How Dutch accountants rebuilt broken trust
A series of Carillion-style accounting scandals shattered consumer trust in the Dutch accountancy and audit sector. Yet the profession has staged a successful comeback. How did they manage it?
“It’s a long story,” says Berry Wammes, CEO of Nederlandse Beroepsorganisatie van Accountants (NBA). He explains that collaboration was key. Conflict of interests doesn’t have to mean conflict – Dutch accountants now try to solve it through relationship-building and looking for win-win solutions.
The scandals came to a head in spring 2014. The accountancy and audit profession was seen as putting profit before duty, sparking public outrage. It was front-page news and led to a parliamentary debate on the subject. The Minister of Finance said, “This has to stop.”
During a public Finance Committee meeting, he gave industry leaders five months to come up with a plan to reform their profession – “or we will do it for you.”
The NBA worked with accountancy firms to put together a team of seven young professionals to create the reform plan. They came back with 53 measures, which were accepted by the profession and the government in autumn 2014 and implemented over the next few years.

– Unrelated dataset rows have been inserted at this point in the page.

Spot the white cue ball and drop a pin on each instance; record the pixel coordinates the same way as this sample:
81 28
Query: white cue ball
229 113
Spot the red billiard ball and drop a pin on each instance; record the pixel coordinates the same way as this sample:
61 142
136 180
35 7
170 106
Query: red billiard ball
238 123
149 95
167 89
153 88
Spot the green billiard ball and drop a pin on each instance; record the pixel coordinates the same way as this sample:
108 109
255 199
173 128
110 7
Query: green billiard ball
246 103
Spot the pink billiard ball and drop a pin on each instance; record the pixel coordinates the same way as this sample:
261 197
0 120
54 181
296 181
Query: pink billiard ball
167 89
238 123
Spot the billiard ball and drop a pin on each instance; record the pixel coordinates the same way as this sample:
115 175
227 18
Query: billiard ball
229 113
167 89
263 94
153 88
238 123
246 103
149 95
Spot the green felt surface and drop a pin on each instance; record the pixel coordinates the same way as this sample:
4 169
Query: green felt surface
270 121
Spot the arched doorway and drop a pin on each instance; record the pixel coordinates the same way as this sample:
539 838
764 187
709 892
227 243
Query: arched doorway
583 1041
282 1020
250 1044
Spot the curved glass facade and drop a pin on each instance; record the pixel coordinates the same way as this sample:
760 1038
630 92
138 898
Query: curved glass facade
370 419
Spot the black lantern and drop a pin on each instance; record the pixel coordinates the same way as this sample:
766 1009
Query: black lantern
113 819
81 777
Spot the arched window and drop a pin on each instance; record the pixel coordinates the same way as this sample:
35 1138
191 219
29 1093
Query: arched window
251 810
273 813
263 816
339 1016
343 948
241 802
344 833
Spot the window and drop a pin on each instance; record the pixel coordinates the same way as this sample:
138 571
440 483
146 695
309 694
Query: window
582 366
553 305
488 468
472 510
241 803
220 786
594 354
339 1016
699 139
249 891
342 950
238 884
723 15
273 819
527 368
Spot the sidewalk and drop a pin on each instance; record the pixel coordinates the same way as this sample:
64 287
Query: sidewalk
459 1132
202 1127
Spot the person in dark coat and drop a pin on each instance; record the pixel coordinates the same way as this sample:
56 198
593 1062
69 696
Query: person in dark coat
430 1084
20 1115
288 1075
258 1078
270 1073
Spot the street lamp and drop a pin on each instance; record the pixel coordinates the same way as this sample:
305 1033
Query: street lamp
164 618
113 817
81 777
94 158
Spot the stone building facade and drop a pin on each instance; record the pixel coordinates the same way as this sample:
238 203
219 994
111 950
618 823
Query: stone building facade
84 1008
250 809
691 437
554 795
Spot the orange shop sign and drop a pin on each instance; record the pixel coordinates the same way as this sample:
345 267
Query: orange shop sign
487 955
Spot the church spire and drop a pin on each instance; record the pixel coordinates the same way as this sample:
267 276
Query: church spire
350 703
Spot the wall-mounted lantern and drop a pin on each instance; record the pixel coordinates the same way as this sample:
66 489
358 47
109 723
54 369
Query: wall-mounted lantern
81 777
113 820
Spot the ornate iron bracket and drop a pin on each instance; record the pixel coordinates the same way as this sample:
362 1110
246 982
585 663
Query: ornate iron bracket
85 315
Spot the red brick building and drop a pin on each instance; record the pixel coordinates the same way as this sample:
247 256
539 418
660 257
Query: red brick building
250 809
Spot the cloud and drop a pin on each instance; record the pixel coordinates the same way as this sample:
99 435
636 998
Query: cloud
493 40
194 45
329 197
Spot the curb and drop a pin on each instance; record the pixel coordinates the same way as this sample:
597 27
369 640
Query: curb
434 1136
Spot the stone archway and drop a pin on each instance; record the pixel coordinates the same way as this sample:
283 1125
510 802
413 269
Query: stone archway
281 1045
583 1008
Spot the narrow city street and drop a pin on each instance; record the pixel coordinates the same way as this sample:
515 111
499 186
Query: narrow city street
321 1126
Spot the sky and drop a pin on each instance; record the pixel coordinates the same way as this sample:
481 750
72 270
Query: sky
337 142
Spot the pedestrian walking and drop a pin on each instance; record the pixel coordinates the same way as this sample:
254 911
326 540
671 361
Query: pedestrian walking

Accountants and the Dutch industry regulator put together several groups to monitor progress. The regulator produced progress reports and identified areas that still needed work.
It’s been an ongoing process since then. “Two years ago, we had about 100 people working on audit reform,” Wammes says.
A further Dutch parliamentary debate last year concluded that the profession was making progress but still had more work to do.
At the moment, Wammes says they have a steering group composed of heads of audit from accounting firms and the president of the professional body. It oversees large project groups working on areas like fraud, continuity, culture, and the future of the audit. It’s an extensive programme – they have 19 projects on fraud alone.
“What you see is a new model where we collaborate with all kinds of stakeholders and develop the programmes together with them,” he says. It’s so different from five or six years ago. Trust in the profession has improved a lot.”